Built on a long and narrow piece of land a the foot of the Swabian Jura in Southern Germany, Haus Mauthe was designed by architect Anna Philipp for a family with a deep passion for art and graphic design. The architect's brief was to provide areas for family life that embraced creativity and openness, and offered space to display their collection of art pieces. The end result is a stunning and light-filled home packed full of artistic details. Let's take a tour!
Because of the plot's narrowness, the design was built around three long 'lines': a tree line, a water line – drawn by a long, narrow pool at garden level – and an art line, made up of the couple's art collection. These lines sort the property into distinct spaces.
The art line divides the house into a public space that contains the living area, kitchen, and dining space and a private space containing a library and office that offers the family a place to retreat to. Skylights have been placed strategically throughout the entire building, and maximise available daylight.
The art line divides the building into a horizontal public space containing the areas for living, cooking and eating, and a vertical, private area with a library and office which provide the family with a space to retreat to.
The living area opens up at one end to double height, offering space for an impressive piece of pop-art. Two red chairs add even more colour. At this end of the house, a vertical 'block' creates a tower, which houses an extensive library of art and picture books which extends vertically over two floors. The staircase leads up to the office on the top level.
The impressive two-storey library space. Light is a central feature of this home: floor to ceiling windows throughout flood the space with sunlight, while skylights add another dimension of light. Recessed lights in the ceilings and pendant lamps have been carefully arranged to show off the family's art, and to create different light tones in the evenings.

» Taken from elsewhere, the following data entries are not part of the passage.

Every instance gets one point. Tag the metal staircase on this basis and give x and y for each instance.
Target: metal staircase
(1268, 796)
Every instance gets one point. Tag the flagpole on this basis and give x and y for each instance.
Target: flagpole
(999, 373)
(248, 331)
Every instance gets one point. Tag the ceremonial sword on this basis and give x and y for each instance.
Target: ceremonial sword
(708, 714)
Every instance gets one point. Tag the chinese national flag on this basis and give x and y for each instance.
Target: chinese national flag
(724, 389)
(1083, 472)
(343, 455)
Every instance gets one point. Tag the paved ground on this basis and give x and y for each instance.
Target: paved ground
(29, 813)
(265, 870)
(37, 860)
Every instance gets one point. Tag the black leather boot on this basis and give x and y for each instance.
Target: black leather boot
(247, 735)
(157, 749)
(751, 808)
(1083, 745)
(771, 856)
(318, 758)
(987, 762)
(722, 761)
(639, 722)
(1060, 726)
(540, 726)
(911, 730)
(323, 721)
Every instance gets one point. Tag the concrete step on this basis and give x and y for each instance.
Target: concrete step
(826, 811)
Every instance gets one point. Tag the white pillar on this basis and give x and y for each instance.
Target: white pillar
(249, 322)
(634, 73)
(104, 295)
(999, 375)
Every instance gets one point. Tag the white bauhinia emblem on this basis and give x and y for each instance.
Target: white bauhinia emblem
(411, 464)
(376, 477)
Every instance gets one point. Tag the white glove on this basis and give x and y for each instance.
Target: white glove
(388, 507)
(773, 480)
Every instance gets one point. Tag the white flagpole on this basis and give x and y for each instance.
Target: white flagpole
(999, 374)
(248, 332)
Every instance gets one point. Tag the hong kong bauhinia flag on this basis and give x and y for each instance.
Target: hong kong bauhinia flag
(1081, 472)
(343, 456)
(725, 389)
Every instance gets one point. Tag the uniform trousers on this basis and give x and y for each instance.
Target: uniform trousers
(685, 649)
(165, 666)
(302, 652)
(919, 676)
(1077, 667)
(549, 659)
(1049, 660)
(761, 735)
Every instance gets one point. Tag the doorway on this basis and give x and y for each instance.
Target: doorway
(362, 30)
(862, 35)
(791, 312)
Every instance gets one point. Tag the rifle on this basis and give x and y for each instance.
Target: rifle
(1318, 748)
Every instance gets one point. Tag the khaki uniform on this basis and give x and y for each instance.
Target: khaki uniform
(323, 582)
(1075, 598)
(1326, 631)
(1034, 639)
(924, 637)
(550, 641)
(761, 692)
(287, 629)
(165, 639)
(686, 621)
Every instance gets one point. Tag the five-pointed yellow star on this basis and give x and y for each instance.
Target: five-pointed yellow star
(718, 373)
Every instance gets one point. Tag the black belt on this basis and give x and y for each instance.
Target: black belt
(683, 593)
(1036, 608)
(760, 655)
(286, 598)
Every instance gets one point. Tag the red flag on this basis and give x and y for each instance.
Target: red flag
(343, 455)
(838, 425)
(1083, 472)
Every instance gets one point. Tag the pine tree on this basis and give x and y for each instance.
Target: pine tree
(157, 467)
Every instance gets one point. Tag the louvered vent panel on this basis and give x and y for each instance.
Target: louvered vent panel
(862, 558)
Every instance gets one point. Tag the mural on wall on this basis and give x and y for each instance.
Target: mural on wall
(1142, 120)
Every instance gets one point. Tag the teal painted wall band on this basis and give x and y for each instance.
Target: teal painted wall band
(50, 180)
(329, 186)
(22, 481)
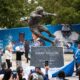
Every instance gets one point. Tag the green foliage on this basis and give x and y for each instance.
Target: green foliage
(68, 11)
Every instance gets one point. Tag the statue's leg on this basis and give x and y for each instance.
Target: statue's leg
(43, 28)
(36, 32)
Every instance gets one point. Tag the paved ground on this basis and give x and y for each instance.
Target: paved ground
(67, 59)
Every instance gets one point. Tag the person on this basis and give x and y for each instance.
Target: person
(21, 47)
(65, 36)
(36, 27)
(8, 54)
(37, 41)
(36, 75)
(61, 75)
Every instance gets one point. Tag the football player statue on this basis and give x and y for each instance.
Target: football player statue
(36, 27)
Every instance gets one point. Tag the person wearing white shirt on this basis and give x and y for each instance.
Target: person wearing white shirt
(8, 55)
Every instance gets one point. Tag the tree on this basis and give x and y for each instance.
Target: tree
(68, 11)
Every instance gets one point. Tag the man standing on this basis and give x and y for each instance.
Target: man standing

A staircase dazzlingly illuminated by the skylight above, with sunlight reflecting off the pure white walls, leads down to the garden level, where the family bedrooms are found. A long narrow pool and a large terrace have been built in front of this private area.
The long narrow pool and terrace outside of the bedrooms. The bedrooms feature floor-to-ceiling glazing. Light reflecting from the pool dances on the white walls of the bedrooms.
More dazzling white in the dining room, with light flooding in from the floor-to-ceiling windows and from more windows on the opposite side.
Art is the central design theme of the villa. Hanging over the dining table is the 'Zettel-Lamp', designed by Ingo Maurer. The living spaces have been carefully planned so as to ensure order. There are a number of storage rooms, and a family wardrobe has been positioned in the hallway that leads to the garage, to help keep the entrance hall clutter-free. There's also a backup kitchen, to facilitate cosy get-togethers in a homely atmosphere.
Even in the bathroom art is the main feature. This piece is made from natural Brazilian stone. The space is clean and clutter-free; airy and light.
In the guest bathroom, it's gold as far as the eye can see. This bathroom is completely open to the sky.
From the outside, we can see how the home has been divided into distinct spaces. On the centre level is the dining area and the living room; under this sit the family bedrooms, with that terrace and pool outside. The 'tower' peeks out over the centre level.